Bayesian Nonparameric Modeling of Temporal Coherence for Entity-driven Video Analytics

 

Abstract:

Due to the advent of video-­sharing sites like Youtube, online user­generated video content is increasing very rapidly. To simplify search of meaningful information from such huge volume of content, Computer Vision researchers have started to work on problems like Video Summarization and Scene Discovery from videos. People understand videos based on high­-level semantic concepts. But most of the current research in video analytics makes use of low­level features and descriptors, which may not have semantic interpretation. We have aimed to fill in this gap, by modeling implicit structural information about videos, such as spatio­temporal properties. We have represented videos as a collection of semantic visual concepts which we call “entities”, such as persons in a movie.To aid these tasks, we have attempted to model the important property oftemporal coherence”, which means that adjacent frames are likely to have similar visual features, and contain the same set of entities. Bayesian nonparametrics is a natural way of modeling all these, but they have also given rise to the need for new models and algorithms.
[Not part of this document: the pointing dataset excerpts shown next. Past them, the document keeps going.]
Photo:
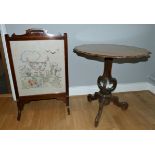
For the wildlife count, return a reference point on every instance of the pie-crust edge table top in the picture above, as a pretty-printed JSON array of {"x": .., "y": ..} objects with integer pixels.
[{"x": 111, "y": 51}]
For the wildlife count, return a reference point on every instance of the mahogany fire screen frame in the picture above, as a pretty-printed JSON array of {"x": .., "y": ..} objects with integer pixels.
[{"x": 39, "y": 66}]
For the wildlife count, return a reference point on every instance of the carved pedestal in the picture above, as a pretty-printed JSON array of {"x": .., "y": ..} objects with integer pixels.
[{"x": 106, "y": 84}]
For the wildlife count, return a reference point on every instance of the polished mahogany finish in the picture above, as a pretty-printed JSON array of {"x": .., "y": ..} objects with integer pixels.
[
  {"x": 105, "y": 82},
  {"x": 38, "y": 34}
]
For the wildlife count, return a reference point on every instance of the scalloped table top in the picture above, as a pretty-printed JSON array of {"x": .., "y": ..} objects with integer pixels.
[{"x": 111, "y": 51}]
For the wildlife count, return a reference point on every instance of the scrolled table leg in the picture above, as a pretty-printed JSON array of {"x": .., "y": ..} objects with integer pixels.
[
  {"x": 123, "y": 105},
  {"x": 101, "y": 104}
]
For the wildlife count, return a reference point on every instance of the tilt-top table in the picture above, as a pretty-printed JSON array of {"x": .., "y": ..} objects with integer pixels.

A tracklet is a spatio­temporal fragment of a video­ a set of spatial regions in a short sequence of consecutive frames, each of which enclose a particular entity. We first attempt to find a representation of tracklets to aid tracking entities across videos using region descriptors like Covariance Matrices of spatial features making use of temporal coherence. Next, we move to modeling temporal coherence at a semantic level. Each tracklet is associated to an entity. Spatio­-temporally close but non­overlapping tracklets are likely to belong to the same entity, while tracklets that overlap in time can never belong to the same entity. The aim is to cluster the tracklets based on the entities associated with them, with the goal of discovering the entities in the video along with all their occurrences. We represented an entity with a mixture component, and proposed a temporally coherent version of Chinese Restaurant Process (TC­CRP) that can encode the constraints easily. TC­CRP shows excellent performance on person discovery from TV ­series videos. We also discuss semantic video summarization, based on entity discovery. Next, we considered entity­driven temporal segmentation of the video into scenes, where each scene is modeled as a sparse distribution over entities.. We proposed EntScene: a generative model for videos based on entities and scenes, and also an inference algorithm based on Dynamically Blocked Gibbs Sampling. We experimentally found significant improvements in terms of segmentation and scene discovery compared to alternative inference algorithms.